Welcome to the loneliest blog on the web. I have no words of wisdom to espouse. (why does espouse sound so much like spouse? Is that word trying to rub it into my spinster brain?) Anyway, I don't own a cat. Never will. I don't cook, nor do I sew or knit, but I do spin a yarn (tale) from time to time. I have no domestic talents, I am not a domestic engineer/goddess, nor do I want to be. I'll sometimes post my views on scripts, (mine & yours or theirs) movies, television shows and maybe theatre, along with my own musings usually in the style of a poem. So pull up a rocking chair, sit back as your cherry pie bakes and stay a while if you like.

Sunday, July 22, 2012

Book Review: CINDER by Marissa Meyer


Cinder is a cyborg and a citizen of New Beijing, but she is not treated as an equal to humans, despite the fact that she's only about 35% cyborg. Cinder is a mechanic who works in the market and all her money goes to her stepmother and stepsisters who have guardianship over her. She's basically a slave to them. One day Prince Kai, in disguise, comes to visit her stall and asks her to fix his beloved android, thus setting in motion the plot of a sci-fi tale about Cinderella (loosely based).

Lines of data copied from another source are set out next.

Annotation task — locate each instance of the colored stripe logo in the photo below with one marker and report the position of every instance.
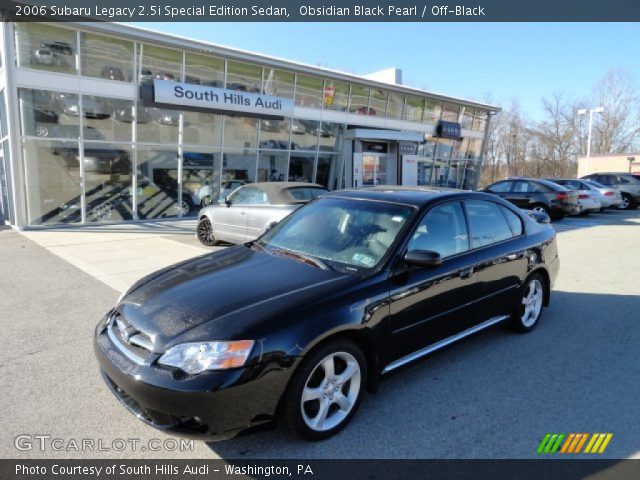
(574, 442)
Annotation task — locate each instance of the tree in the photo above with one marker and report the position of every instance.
(617, 128)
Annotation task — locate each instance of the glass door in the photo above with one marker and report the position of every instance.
(374, 169)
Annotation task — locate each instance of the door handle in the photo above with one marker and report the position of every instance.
(466, 273)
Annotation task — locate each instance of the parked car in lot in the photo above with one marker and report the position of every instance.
(538, 195)
(608, 197)
(588, 198)
(251, 209)
(296, 325)
(628, 185)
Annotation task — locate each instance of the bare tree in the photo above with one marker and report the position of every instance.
(617, 128)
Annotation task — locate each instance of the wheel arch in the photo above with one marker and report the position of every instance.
(547, 283)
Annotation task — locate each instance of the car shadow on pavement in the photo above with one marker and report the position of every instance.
(608, 217)
(496, 394)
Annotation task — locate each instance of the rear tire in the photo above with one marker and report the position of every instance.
(204, 232)
(627, 202)
(541, 207)
(325, 391)
(527, 313)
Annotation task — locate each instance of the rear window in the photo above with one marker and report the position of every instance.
(487, 223)
(305, 193)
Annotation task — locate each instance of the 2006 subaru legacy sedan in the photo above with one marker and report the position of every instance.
(297, 324)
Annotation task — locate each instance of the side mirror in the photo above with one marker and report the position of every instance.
(423, 259)
(206, 200)
(270, 226)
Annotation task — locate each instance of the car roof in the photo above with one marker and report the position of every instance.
(413, 196)
(276, 191)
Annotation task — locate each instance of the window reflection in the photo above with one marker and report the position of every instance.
(278, 83)
(157, 184)
(160, 64)
(274, 134)
(359, 101)
(450, 112)
(244, 77)
(413, 109)
(106, 118)
(204, 70)
(157, 125)
(378, 102)
(49, 114)
(202, 128)
(45, 47)
(309, 91)
(331, 136)
(336, 95)
(432, 112)
(53, 183)
(301, 166)
(241, 132)
(272, 166)
(106, 57)
(238, 168)
(107, 179)
(200, 177)
(396, 105)
(327, 170)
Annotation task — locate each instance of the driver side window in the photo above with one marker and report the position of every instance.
(443, 229)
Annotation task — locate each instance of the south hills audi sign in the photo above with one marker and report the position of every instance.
(200, 97)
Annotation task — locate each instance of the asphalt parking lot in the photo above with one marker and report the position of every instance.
(494, 395)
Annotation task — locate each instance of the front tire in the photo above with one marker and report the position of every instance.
(204, 232)
(326, 390)
(627, 202)
(527, 313)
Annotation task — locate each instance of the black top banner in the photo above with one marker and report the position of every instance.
(324, 10)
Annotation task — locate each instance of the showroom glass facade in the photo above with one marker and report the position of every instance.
(90, 158)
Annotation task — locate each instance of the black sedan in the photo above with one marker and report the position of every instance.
(297, 324)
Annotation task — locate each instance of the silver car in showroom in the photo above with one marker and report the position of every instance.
(252, 209)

I love YA fiction and for the last few years have been obsessed with dystopian tales. This one has somewhat of a dystopian feel but it's not that genre. The world is new, but people still have their basic freedoms. It's set in the future where earth has been at peace for over a 100 years after WWIV, but the earth has been divided up into 6 countries in total. The story takes place in the Eastern Commonwealth. The biggest threat to mankind is not one another but two things: The Lunar people who inhabit the moon and have great powers of mind control and could destroy mankind and a deadly virus, letumosis, plagues the world.

It took me a while to get into the story, but once I let myself fall into this well crafted world, I was hooked. We all pretty much know the story of Cinderella and how it turns out, but it doesn't follow that path exactly. Cinder is more than just a damsel in distress. She is a deeply layered and confused young woman who discovers secrets about herself through the story. She's not what she seems even to herself.

Marissa Meyer is a fine writer who has created a believable world with characters who are multi-faceted and genuine. I had a feeling the story wouldn't end as the book came to a close. It seems that book publishers are only looking for trilogies or series at the moment, which is fine because I look forward to reading more, as I am the kind of gal who was never invited to the ball.